= Monocropping =

Growing the same crop each year

In agriculture, monocropping is the practice of growing a single crop year after year on the same land. Maize, soybeans, and wheat are three common crops often monocropped. Monocropping is also referred to as continuous cropping, as in "continuous corn." Monocropping allows for farmers to have consistent crops throughout their entire farm. They can plant only the most profitable crop, use the same seed, pest control, machinery, and growing method on their entire farm, which may increase overall farm profitability.

Diversity can be added both in time, as with a crop rotation or sequence, or in space, with a polyculture or intercropping (see table below). Note that the distinction between monoculture and polyculture is not the same as between monocropping and intercropping. The first two describe diversity in space, as does intercropping. Monocropping and crop rotation describe diversity over time. This is frequently a source of confusion, even in scientific journal articles.

Diversity of crops in space and time; monocultures and polycultures, and rotations of both.
Diversity in time
Low: Higher
Cyclic: Dynamic (non-cyclic)
Diversity in space: Low; Monoculture, one species in a field; Continuous monoculture, monocropping; Crop rotation (rotation of monocultures); Sequence of monocultures
Higher: Polyculture, two or more species intermingled in a field (intercropping); Continuous polyculture; Rotation of polycultures; Sequence of polycultures

==Strategy==
Monocropping as an agricultural strategy tends to emphasize the use of expensive specialized farm equipment—an important component in realizing its efficiency goals. This can lead to an increased dependency and reliance on expensive machinery that cannot be produced locally and may need to be financed. This can make a significant change in the economics of farming in regions that are accustomed to self-sufficiency in agricultural production. In addition, political complications may ensue when these dependencies extend across national boundaries.

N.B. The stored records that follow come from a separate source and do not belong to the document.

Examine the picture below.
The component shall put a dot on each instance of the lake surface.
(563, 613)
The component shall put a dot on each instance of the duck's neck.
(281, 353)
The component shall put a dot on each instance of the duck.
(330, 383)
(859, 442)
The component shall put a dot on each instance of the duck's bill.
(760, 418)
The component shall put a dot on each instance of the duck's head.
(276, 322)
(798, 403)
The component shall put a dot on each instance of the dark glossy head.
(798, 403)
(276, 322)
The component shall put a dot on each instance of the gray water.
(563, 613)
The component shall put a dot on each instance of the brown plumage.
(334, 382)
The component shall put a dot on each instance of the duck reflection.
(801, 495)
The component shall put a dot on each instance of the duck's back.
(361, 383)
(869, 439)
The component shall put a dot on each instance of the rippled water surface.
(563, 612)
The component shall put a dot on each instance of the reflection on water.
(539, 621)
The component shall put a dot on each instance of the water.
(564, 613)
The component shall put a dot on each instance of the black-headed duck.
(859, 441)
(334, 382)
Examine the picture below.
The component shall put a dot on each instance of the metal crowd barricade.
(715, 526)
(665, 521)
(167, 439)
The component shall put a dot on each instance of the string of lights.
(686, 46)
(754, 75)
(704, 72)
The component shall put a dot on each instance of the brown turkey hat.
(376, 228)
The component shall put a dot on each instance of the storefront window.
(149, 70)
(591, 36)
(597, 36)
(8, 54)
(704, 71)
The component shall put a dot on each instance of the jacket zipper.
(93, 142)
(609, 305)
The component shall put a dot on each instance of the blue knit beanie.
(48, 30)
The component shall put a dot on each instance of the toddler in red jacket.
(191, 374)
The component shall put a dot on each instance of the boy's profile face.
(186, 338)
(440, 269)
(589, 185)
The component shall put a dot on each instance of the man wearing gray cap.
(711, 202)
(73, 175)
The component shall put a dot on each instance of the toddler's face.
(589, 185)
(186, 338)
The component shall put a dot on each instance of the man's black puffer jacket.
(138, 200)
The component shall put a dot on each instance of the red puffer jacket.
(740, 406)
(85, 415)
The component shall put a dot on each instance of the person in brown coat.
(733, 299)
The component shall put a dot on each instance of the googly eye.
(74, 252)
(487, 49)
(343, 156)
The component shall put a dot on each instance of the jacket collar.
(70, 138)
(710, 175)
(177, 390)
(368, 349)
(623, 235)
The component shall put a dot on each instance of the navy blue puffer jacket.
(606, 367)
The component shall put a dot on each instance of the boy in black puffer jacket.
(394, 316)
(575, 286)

The controversies surrounding monocropping are complex, but traditionally the core issues concern the balance between its advantages in increasing short-term food production—especially in hunger-prone regions—and its disadvantages with respect to long-term land stewardship and the fostering of local economic independence and ecological sustainability. Advocates of monocropping believe polyculture production would be costly and unable to feed everyone, while critics of monocropping dispute these claims and attribute them to corporate special interest groups, citing the damage that monocropping causes to societies and the environment. Many farmers practice neither monocropping nor polyculture, but divide their farms into large plots and rotate crops between the plots to get some of the benefits purported of both systems.

==Difficulties==
A difficulty with monocropping is that the solution to one problem—whether economic, environmental or political—may result in a cascade of other problems. For example, a well-known concern is pesticides and fertilizers seeping into surrounding soil and groundwater from extensive monocropped acreage in the U.S. and abroad. This issue, especially with respect to the pesticide DDT, played an important role in focusing public attention on ecology and pollution issues during the 1960s when Rachel Carson published her landmark book Silent Spring.

Journalist Michael Pollan argues that monocropping not only depletes fertile land, but it results in overproduction of certain agricultural crops. Corn is a primary example, as its overproduction drove its pricing downward. The overproduction for low prices drives many small farms out of business, as many small farms cannot compete with government-subsidized agricultural productions. This ironically, as Pollan argues, leads to "food deserts" in which farmers produce a certain crop that is modified to be inedible and serve another purpose; this, coupled with low government payments, drives farmers and their families into hunger.

Soil depletion is also a negative effect of mono-cropping. Crop rotation plays an important role in replenishing soil nutrients, especially atmospheric nitrogen converted to usable forms by nitrogen-fixing bacteria that form a relationship with legumes such as soybeans. Some legumes can also be used as cover crops or planted in fallow fields. In addition, monocropping encourages pesticide resistance and pest evolution and so rotating crops performs an important role in preventing pathogen and pest build-up. There are however a few diseases which are less severe in a monocropping system, like take-all in wheat, as the population of an organism which feeds on the disease causing pathogen grows over repeated years of the presence of the pathogen.

==Soil ecology==
While economically a very efficient system, allowing for specialization in equipment and crop production, monocropping is also controversial, as it damages the soil ecology (including depletion or reduction in diversity of soil nutrients) and provide an unbuffered niche for parasitic species, increasing crop vulnerability to opportunistic insects, plants, and microorganisms. The result is a more fragile ecosystem with an increased dependency on pesticides and artificial fertilizers. The concentrated presence of a single cultivar, genetically adapted with a single resistance strategy, presents a situation in which an entire crop can be wiped out very quickly by a single opportunistic species. An example of this would be the Great Famine of Ireland in 1845–1849.

==Deforestation==
Under certain circumstances monocropping can lead to deforestation or the displacement of indigenous peoples. For example, since 1970 the Amazon Rainforest has lost nearly one fifth of its forest cover. A main cause of this deforestation is local farmers clearing land for more crops. In Colombia, the need for more farming land is causing the displacement of large populations of peasants.